What is Teaching with Data Simulations?
Teaching with data simulations means giving students opportunities to simulate data in order to answer a particular research question or solve a statistical problem. There are several ways to use simulations. These include:
- Physical simulations of a process (e.g., taking repeated samples of Reese's pieces candies to simulate a sampling distribution for the proportion of orange candies, or tossing coins to model births in order to estimate the effect of a "One-Son" policy on average family size).
- Simulating a game or situation to estimate the chances of certain outcomes (e.g., playing Let's Make a Deal to estimate the chances of winning using two different strategies, to determine which is the better strategy).
- Using a probability model to simulate data to estimate the chance of a particular outcome (e.g., the chance of getting "three of a kind" when dealing five cards, or the chance of getting five heads on six tosses of a fair coin).

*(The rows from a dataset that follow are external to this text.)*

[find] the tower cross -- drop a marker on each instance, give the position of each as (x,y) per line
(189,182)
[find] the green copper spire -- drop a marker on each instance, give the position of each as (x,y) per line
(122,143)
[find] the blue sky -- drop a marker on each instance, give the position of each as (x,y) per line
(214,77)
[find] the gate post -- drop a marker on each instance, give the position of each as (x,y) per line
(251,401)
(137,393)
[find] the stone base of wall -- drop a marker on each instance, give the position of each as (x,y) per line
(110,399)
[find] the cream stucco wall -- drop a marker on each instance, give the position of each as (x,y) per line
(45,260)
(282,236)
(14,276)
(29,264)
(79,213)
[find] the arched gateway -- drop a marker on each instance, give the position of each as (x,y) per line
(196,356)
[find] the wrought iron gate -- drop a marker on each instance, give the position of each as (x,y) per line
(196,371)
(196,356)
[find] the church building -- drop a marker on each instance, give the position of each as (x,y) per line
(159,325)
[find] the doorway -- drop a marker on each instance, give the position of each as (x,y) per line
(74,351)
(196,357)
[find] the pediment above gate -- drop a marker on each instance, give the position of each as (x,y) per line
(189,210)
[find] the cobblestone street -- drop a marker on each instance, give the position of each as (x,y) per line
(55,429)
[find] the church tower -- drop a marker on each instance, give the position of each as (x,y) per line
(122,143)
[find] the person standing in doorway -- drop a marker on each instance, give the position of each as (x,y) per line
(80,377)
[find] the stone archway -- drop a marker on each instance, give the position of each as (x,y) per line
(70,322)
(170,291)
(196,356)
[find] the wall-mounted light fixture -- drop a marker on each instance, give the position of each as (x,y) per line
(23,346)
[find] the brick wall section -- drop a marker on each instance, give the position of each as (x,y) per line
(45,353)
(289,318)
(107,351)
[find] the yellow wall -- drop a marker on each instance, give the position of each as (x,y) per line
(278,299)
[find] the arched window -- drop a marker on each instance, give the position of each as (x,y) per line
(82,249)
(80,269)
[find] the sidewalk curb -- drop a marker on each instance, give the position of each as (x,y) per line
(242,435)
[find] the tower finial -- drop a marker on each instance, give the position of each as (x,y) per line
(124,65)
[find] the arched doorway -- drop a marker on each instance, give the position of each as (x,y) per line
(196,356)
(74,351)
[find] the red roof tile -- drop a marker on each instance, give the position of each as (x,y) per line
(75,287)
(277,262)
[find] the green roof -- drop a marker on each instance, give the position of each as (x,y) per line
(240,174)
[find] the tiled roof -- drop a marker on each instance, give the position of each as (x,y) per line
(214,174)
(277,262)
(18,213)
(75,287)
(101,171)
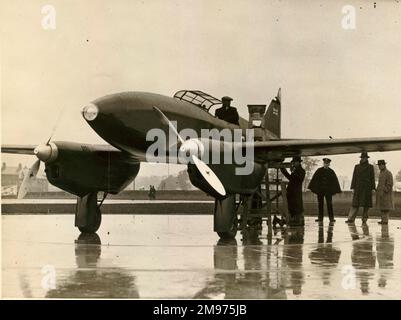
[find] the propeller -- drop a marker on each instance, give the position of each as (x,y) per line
(44,152)
(194,146)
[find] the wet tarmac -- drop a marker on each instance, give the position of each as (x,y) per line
(155,256)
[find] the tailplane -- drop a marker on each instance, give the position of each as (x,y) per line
(272,117)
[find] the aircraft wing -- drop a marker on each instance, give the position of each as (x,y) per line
(279,149)
(97,148)
(19,149)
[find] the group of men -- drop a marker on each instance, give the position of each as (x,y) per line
(324,184)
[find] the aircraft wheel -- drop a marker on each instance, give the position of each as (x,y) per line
(231,233)
(94,226)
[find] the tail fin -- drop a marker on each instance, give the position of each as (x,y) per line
(272,117)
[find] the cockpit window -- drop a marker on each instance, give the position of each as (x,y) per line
(198,98)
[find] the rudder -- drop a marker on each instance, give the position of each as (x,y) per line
(272,117)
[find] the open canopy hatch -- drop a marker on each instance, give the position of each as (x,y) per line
(198,98)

- Simulating data while varying parameters to illustrate a concept or deepen students' understanding of a process (e.g., simulating confidence intervals from different populations while varying sample size, level of confidence, or standard deviation).
- Using simulation to generate data under a certain theory to test whether a particular outcome is surprising (e.g., if a student correctly identifies 8 out of 10 samples of cola correctly in a blind taste test. Simulation can be used to determine if this result could just be due to chance/guessing by generating data based on what would be expected if the person is guessing, and comparing their result to a simulated sampling distribution).

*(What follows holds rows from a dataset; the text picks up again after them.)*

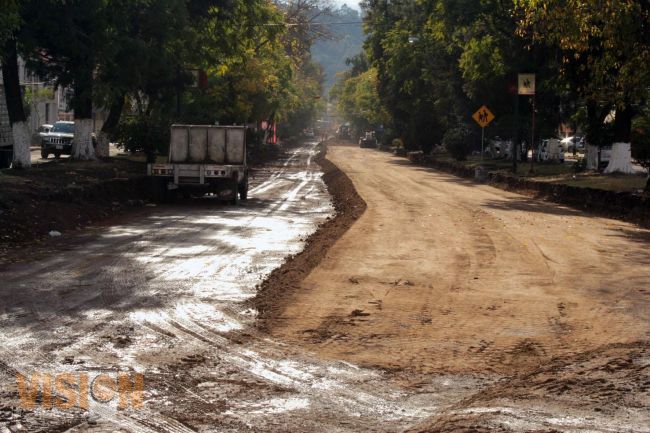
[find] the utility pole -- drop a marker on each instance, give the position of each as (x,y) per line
(515,140)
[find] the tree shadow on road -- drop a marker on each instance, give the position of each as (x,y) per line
(533,206)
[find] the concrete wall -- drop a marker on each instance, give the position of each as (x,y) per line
(5,128)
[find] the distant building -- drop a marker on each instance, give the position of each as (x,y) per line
(47,103)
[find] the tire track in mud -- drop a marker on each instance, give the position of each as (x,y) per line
(195,330)
(115,279)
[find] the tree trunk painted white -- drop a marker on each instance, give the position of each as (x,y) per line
(22,141)
(102,149)
(82,146)
(592,157)
(621,159)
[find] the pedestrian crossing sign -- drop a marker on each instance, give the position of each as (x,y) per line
(483,116)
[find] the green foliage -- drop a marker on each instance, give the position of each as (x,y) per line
(143,133)
(9,20)
(605,55)
(345,43)
(358,100)
(458,142)
(641,139)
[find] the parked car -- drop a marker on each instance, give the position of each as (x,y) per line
(551,150)
(58,140)
(368,140)
(571,143)
(37,138)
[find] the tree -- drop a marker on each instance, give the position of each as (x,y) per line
(605,58)
(9,25)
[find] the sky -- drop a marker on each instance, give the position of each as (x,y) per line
(352,3)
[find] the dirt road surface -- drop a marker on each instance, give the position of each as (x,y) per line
(166,294)
(448,306)
(445,276)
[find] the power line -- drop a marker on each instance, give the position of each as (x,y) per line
(341,23)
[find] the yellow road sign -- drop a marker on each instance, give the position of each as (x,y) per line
(483,116)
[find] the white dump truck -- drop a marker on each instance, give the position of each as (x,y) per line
(206,159)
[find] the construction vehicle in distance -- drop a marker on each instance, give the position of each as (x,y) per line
(204,159)
(368,140)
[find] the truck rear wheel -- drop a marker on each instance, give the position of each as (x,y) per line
(235,195)
(243,190)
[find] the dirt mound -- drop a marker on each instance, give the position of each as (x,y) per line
(274,293)
(64,195)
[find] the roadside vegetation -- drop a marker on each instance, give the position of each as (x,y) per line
(432,64)
(156,62)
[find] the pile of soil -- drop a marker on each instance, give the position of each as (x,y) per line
(63,195)
(274,293)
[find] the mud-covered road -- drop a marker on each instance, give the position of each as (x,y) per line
(448,306)
(166,295)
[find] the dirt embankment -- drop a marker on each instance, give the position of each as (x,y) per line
(274,293)
(627,206)
(444,276)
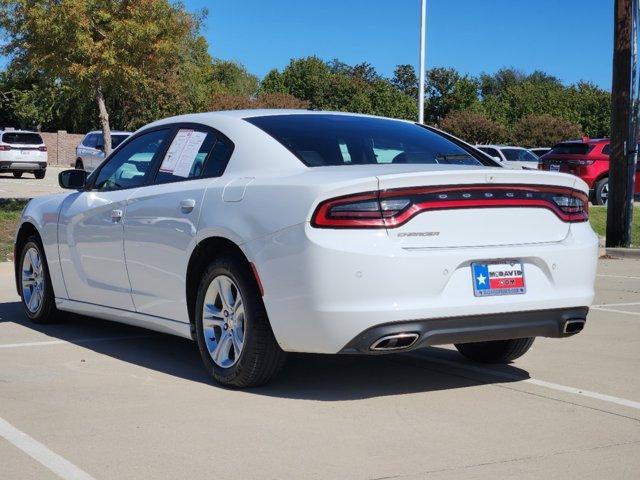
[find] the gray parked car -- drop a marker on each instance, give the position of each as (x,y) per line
(90,151)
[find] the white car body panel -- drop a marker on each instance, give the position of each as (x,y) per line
(322,287)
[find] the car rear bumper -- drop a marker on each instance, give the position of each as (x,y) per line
(8,166)
(321,294)
(391,337)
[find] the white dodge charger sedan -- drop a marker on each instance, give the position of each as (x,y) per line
(261,232)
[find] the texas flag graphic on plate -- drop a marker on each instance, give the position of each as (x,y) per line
(497,278)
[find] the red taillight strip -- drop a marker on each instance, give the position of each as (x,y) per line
(322,217)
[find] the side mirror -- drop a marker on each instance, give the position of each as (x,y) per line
(72,179)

Illustrating Difficult and Abstract Concepts
While simulating data can have many functions in the practice of statistics, it is especially helpful in the classroom to facilitate student understanding of concepts that have traditionally been very difficult to learn. Probability is an aspect of statistics education that students have traditionally found difficult to grasp. Simulations allow students to visualize probability distributions, which in turn can make the processes associated with probability more concrete. Likewise, hypothesis testing and inference are important and difficult areas of statistics. As noted above, the use of simulations can facilitate a deeper and more concrete understanding of hypothesis testing and inference by providing visual distributions of data to compare a sample result to, or illustrating how many simulated confidence intervals do or do not capture the true population mean. Similarly, sampling distributions and understanding the processes associated with sampling from a population can be difficult for students and consequently using simulations can facilitate greater student understanding of sampling and the Central Limit Theorem.